Turned off by technology, beauty industry turns on to spirituality

The use of spirituality and the occult in beauty products is a new feature in the global organic personal care market, which is expected to exceed $25 billion by 2025. The New York Times Style Magazine (August 20) reports that “It is no longer enough to employ pesticide-free ingredients—these days, products should have superpowers, too. Many companies are concocting formulas to offset the radiation allegedly emitted by technological devices, while others promote oils that don’t just moisturize the skin, but also feed the soul.” Alice Gregory writes that while this “surge of half-mystic, half-homespun enlightened grooming products may seem new,” the trend harkens back to such esoteric thinkers and practitioners as Rudolph Steiner, who taught that every organic thing had a life force. In the 1920s, with the help of other scientists, Steiner founded a lab that produced natural cosmetics based on this principle.

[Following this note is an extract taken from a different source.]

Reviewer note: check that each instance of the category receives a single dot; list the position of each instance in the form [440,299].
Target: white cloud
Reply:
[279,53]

By the 1980s, the “idea of a beauty product having to be also responsible for one’s spiritual health was relegated to the fringe, replaced by the aspirational promise of sterile, lab-born solutions,” Gregory adds. She adds that concerns about the degradation of the earth have romanticized nature. The factory of the British beauty company Ila displays this concern as it plays Eastern chants over loudspeakers designed according to sacred geometry, as specified by a Vastu priest. Also in the English countryside, the company de Mamiel sells different facial oils for the different seasons to attune the “skin and the soul.” Therapie Roques ONeil makes a “chakra-restoring balm”—a “potion”—which “creates a vital yet protective veil that helps you regain an inner sense of self.”